From a casual viewing of the marketing material for "Hancock," Sony's upcoming Will Smith comic thriller, I hardly knew that Charlize Theron was even in the movie. Our crack reporter Chris Lee turned up at an early screening and offers this assessment:

"At an early screening of 'Hancock' at the Grove last week, Will Smith’s performance as an alcoholic superhero with a bad attitude and a mounting public relations crisis had the packed theater alternately chuckling and wide-eyed. 'Hancock’s' third-billed costar, Charlize Theron, on the other hand, had everyone--high school students, foreign tourists, Sony executives--literally gasping with surprise.

"In the film, she’s a stay-at-home mom, the skeptical wife of a PR executive with a heart of gold (the movie’s second-billed costar, Jason Bateman) who’s trying to repair super-screw-up Hancock’s negative public image one good deed at a time. For his part, Hancock repays the kindness by trying to put the moves on his publicist’s woman. I won’t spoil the surprise here, but let’s just say Valkyrie-like South African Oscar-winner Theron has a much meatier part in the film than you might otherwise be led to believe by her marginal presence in various trailers, billboards and one-sheets for 'Hancock.'


"Even the little kid with a backpack who offhandedly calls Smith a 'jackass' in the trailer is getting more YouTube face time. While it’s certainly tricky to entice moviegoers with the promise of a big third-act plot twist--without giving too much of its pivotal 'reveal' away--past marketers have done much more with much less (to wit: the all-fur-coat-and-no-knickers viral marketing scheme for 'Cloverfield'). All things considered, it’s downright mysterious that Sony would squander any opportunity to connect with 'Hancock’s' core constituency--young males--by leaving the blond bombshell Esquire named 'the Sexiest Woman Alive' on the cutting room floor."

Chris makes some good points. So I called up Sony marketing guru Val Van Galder to find out--did the studio really blow a chance to get even more young guys in to see their film? Here's her side of the story:

"There are so few surprises in summer movies that we made a strategic decision to keep Charlize out of sight," Van Galder explained. "Trust me, there is a big surprise in the film and when it happens, you hear an audible gasp from the audience. It's a fun secret and to keep it fun, we decided to leave it unexplored in the trailer. It's a lot better to maintain the mystery of what Charlize is up to."
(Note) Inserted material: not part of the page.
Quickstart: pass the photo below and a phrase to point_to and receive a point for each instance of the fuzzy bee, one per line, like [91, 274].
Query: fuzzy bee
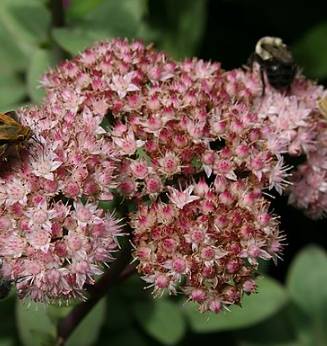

Most of the time, when you talk to studio marketers about their wildly expensive summer films, they're under so much pressure--from insecure filmmakers, cranky production chiefs and busy-body reporters like me--that they sound like they're about to be rushed off to a funny farm. But Van Galder had the relaxed air of someone who suspects she has a pretty big hit on her hands (despite a not especially enthusiastic review from Variety ).  Van Galder doesn't think Theron will be missed too much--until people see her in the film. As she put it: "I'm hoping that just having Will Smith playing a really cool superhero will be enough to get a few people in to see the picture."